第15章

詹妮弗發現,婦女充任刑事犯的辯護人有不利的地方,因為她們侵入了男子們的世襲領地。目前,擔任刑事犯辯護律師的婦女還是鳳毛麟角,一些男律師對她甚為反感。有一回,詹妮弗發現她的檔案包上被人貼了一張字條,上面寫著一句反語:女律師能提出最好的動議。辛茜婭為了表示反擊,在她的辦公桌上貼了一張紙,上面寫著:最適合婦女的地方是眾議院……和參議院。

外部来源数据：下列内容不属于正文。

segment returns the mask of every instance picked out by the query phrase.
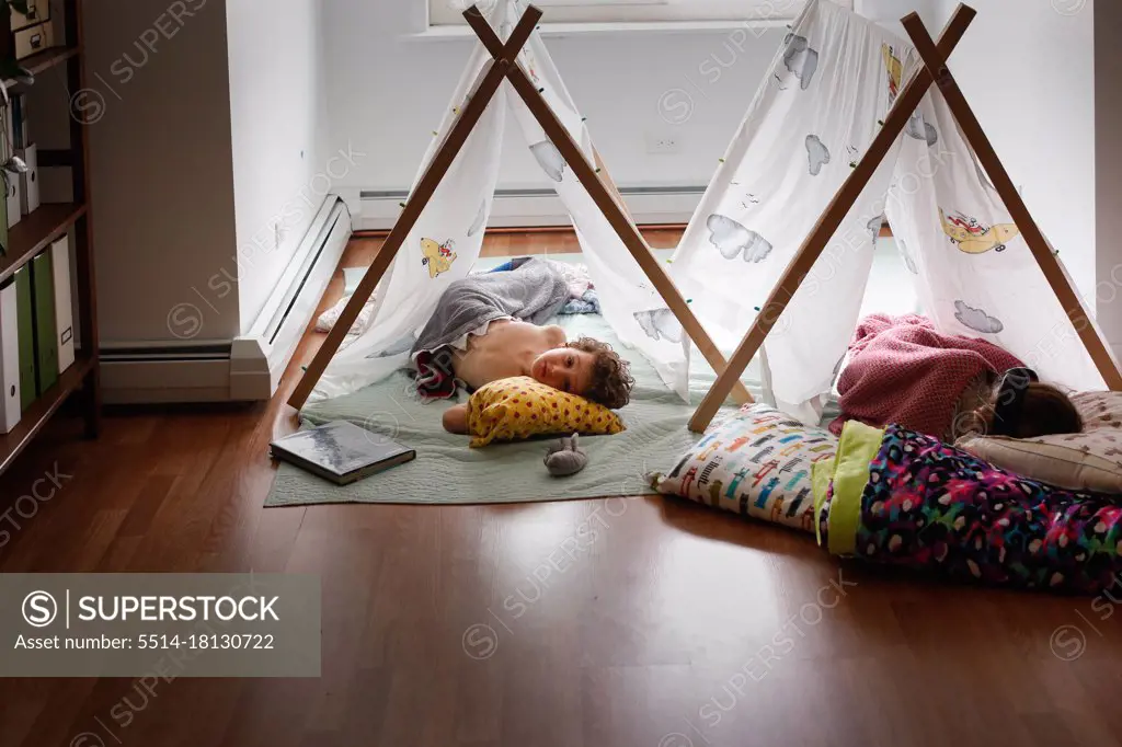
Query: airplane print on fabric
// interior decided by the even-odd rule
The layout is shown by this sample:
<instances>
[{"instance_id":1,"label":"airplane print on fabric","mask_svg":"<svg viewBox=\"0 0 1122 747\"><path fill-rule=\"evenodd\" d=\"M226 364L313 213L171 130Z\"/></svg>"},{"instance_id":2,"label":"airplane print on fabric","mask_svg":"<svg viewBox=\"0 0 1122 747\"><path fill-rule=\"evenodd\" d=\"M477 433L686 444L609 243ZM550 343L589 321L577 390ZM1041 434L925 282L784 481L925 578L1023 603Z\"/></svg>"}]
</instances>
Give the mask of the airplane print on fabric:
<instances>
[{"instance_id":1,"label":"airplane print on fabric","mask_svg":"<svg viewBox=\"0 0 1122 747\"><path fill-rule=\"evenodd\" d=\"M635 321L652 340L682 341L682 325L670 308L635 312Z\"/></svg>"},{"instance_id":2,"label":"airplane print on fabric","mask_svg":"<svg viewBox=\"0 0 1122 747\"><path fill-rule=\"evenodd\" d=\"M984 334L997 334L1005 329L996 316L990 316L984 308L974 308L963 301L955 302L955 319L975 332Z\"/></svg>"},{"instance_id":3,"label":"airplane print on fabric","mask_svg":"<svg viewBox=\"0 0 1122 747\"><path fill-rule=\"evenodd\" d=\"M542 140L530 146L530 151L534 154L537 165L553 179L560 182L564 178L564 158L561 151L550 140Z\"/></svg>"},{"instance_id":4,"label":"airplane print on fabric","mask_svg":"<svg viewBox=\"0 0 1122 747\"><path fill-rule=\"evenodd\" d=\"M421 239L421 253L424 256L421 264L429 268L430 278L436 279L442 273L452 269L452 262L456 261L453 246L456 245L451 239L444 243L438 243L432 239Z\"/></svg>"},{"instance_id":5,"label":"airplane print on fabric","mask_svg":"<svg viewBox=\"0 0 1122 747\"><path fill-rule=\"evenodd\" d=\"M822 173L822 166L830 163L830 149L817 135L808 135L807 157L810 159L810 175L818 176Z\"/></svg>"},{"instance_id":6,"label":"airplane print on fabric","mask_svg":"<svg viewBox=\"0 0 1122 747\"><path fill-rule=\"evenodd\" d=\"M983 255L990 250L1004 251L1005 246L1020 234L1015 223L982 225L976 218L963 213L953 213L948 216L941 208L939 220L942 221L942 232L950 242L967 255Z\"/></svg>"},{"instance_id":7,"label":"airplane print on fabric","mask_svg":"<svg viewBox=\"0 0 1122 747\"><path fill-rule=\"evenodd\" d=\"M900 63L900 57L888 44L881 45L881 57L884 59L884 67L889 71L889 104L896 101L900 94L900 83L904 75L904 66Z\"/></svg>"}]
</instances>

許多陪審團初次交手時總是對詹妮弗懷著偏見。因為由她處理的許多案子中,當事人都出身低微,而人們往往把她和當事人聯絡在一起。人們都以為她會穿戴得像簡-愛一樣,她沒有稱他們的心,不過究竟穿什麼東西上場是她很費了一番心思的——她不能穿得過於考究,以免引起女陪審員的妒忌;同時又要注意打扮得富有女性感,不至於使那些男性陪審員產生誤解,以為她是個同性戀者。要是在過去,詹妮弗本人肯定會對這些考慮嗤之以鼻的。可是在法庭上,這些無情的現實卻是需要正視的。因為她踏進了男子的世襲領地,她必須加倍努力,必須幹得比自己的對手出色。詹妮弗學會了不僅從自己的角度對案子做好充分準備,並且從對手的角度對案子進行周詳的考慮。她儼然是一位統兵的將領,為決戰運籌帷幄。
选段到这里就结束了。